COS 9-4
The possible ecological role of the root enzyme polyphenol oxidase in the invasive plant genus Bromus

Monday, August 11, 2014: 2:30 PM
Regency Blrm D, Hyatt Regency Hotel
Kimberly Plank, Department of Biological Sciences, Rutgers University, Newark, NJ
David Kafkewitz, Department of Biological Sciences, Rutgers University, Newark, NJ
Claus Holzapfel, Department of Biological Sciences, Rutgers University, Newark, NJ

In plant community ecology, one of the principal questions is what enables species to be invasive. The novel weapons hypothesis states that some plant species produce phytotoxic allelochemicals unknown to the invaded environment, thereby allowing them to successfully establish. Phenolics are one type of notoriously allelopathic chemicals, which are plant-produced secondary metabolites with phytotoxic effects, entering the environment through leachate or litter. In the phenolic conformation, these allelochemical compounds can serve as substrates for the enzyme polyphenol oxidase (PPO), which is known to be exuded by roots of the grass genus Bromus but not by other grass genera. As seedlings of the highly invasive plant genus Bromus constitutively possess high levels of PPO, I hypothesized PPO may be used as a defense against allelopathic plants; non-PPO plants were predicted to be suppressed by allelopathic plants. Methodology includes: (1) greenhouse experiments to understand responses of PPO/non-PPO-producing grasses to phenolic/non-phenolic-allelopathic plants in (a) competition, (b) decomposing litter, and (c) leachate experiments and (2) field surveys to examine relationships between phenolic-allelopthic Centaurea stoebe and non-phenolic allelopathic Artemisia vulgarisand PPO/non-PPO-producing grasses in Northern New Jersey.  

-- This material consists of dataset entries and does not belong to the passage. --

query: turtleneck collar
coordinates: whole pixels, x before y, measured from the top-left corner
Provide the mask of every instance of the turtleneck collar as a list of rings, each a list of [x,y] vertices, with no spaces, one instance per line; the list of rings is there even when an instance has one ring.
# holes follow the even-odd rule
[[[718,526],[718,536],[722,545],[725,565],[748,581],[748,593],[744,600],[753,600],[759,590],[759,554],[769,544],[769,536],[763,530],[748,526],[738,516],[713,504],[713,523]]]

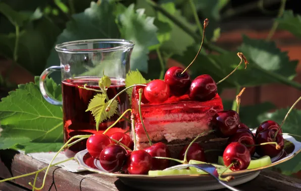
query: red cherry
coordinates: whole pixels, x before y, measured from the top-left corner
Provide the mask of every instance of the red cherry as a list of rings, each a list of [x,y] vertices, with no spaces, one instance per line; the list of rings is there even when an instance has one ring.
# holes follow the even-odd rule
[[[247,132],[236,132],[228,139],[228,144],[234,142],[238,142],[243,145],[254,145],[255,144],[255,139],[253,134]],[[255,153],[255,146],[246,146],[246,148],[251,156],[253,156]]]
[[[213,78],[208,74],[203,74],[192,81],[189,96],[192,100],[206,101],[214,98],[217,92],[217,86]]]
[[[237,171],[247,168],[251,161],[251,155],[245,146],[235,142],[230,143],[226,147],[223,159],[227,166],[234,163],[230,169],[233,171]]]
[[[267,129],[272,130],[275,132],[279,128],[279,124],[272,120],[268,120],[262,122],[256,130],[256,134],[255,137],[257,137],[257,135],[261,132]],[[280,129],[278,133],[282,133],[282,130]]]
[[[274,135],[276,132],[274,129],[268,129],[261,132],[255,138],[256,144],[261,144],[270,142],[276,142],[280,146],[280,149],[276,149],[274,144],[267,144],[260,145],[256,147],[256,152],[261,156],[268,155],[270,157],[274,157],[280,153],[284,146],[284,141],[282,136],[279,133],[277,134],[276,138]]]
[[[168,147],[166,144],[161,142],[144,149],[144,150],[148,152],[152,157],[155,156],[170,157],[170,152]],[[153,164],[152,170],[163,170],[169,167],[170,160],[153,158],[152,164]]]
[[[176,96],[183,95],[189,88],[191,80],[187,72],[183,74],[184,68],[173,66],[167,70],[164,76],[164,81],[169,85],[171,93]]]
[[[126,154],[125,149],[119,145],[108,145],[101,153],[99,163],[107,171],[117,172],[122,168]]]
[[[240,119],[235,111],[222,111],[217,113],[212,118],[212,128],[216,135],[222,138],[229,137],[236,132]]]
[[[188,146],[189,145],[187,145],[182,149],[179,154],[179,156],[178,157],[179,159],[181,160],[184,160],[185,152]],[[196,143],[192,143],[187,151],[186,160],[187,162],[189,162],[190,160],[206,162],[206,158],[205,157],[204,150],[198,144]]]
[[[111,144],[109,137],[103,134],[92,135],[87,140],[87,150],[92,157],[99,158],[101,152]]]
[[[163,80],[155,79],[149,82],[144,88],[145,98],[153,103],[161,103],[166,101],[170,96],[170,89]]]
[[[127,158],[127,170],[130,174],[146,174],[152,169],[152,156],[143,150],[132,152]]]
[[[122,140],[120,142],[129,149],[133,150],[134,149],[134,142],[131,139],[131,137],[127,134],[122,132],[116,132],[113,133],[110,138],[114,139],[116,141],[119,141],[121,138]]]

Greenhouse competition results supported the hypothesis as (a) PPO-plants responded to allelopathic Centaurea stoebe by producing greater biomass than controls and (b) both PPO/non-PPO grasses were suppressed by allelopathic Artemisia vulgaris. When grown with decomposing litter of either C. stoebe or A. vulgaris both PPO/non-PPO-producers produced greater biomass, suggestive of an overall net benefit of growing with added carbon that possibly overwhelmed potential allelopathic effects.  In the leachate experiment we found that A. vulgaris leachate was as expected significantly allelopathic to both PPO-producer Bromus inermis and non-PPO Festuca rubra.  Also as predicted, B. inermis tolerated leachate of C. stoebe whereas F. rubra was significantly suppressed. Results of field surveys indicate that Bromus tectorum occurs at larger distances from A. vulgaris compared to C. stoebe (phenolic-alleopathic) and other non-allelopathic species.  In conclusion, our experiments and field survey lend support to the hypothesis that the unique presence of root PPO in the genus Bromus enables these grasses to cope with allelopathic competitors that use phenolics as weapons. This PPO enzyme therefore might act as a novel defense in invaded ranges.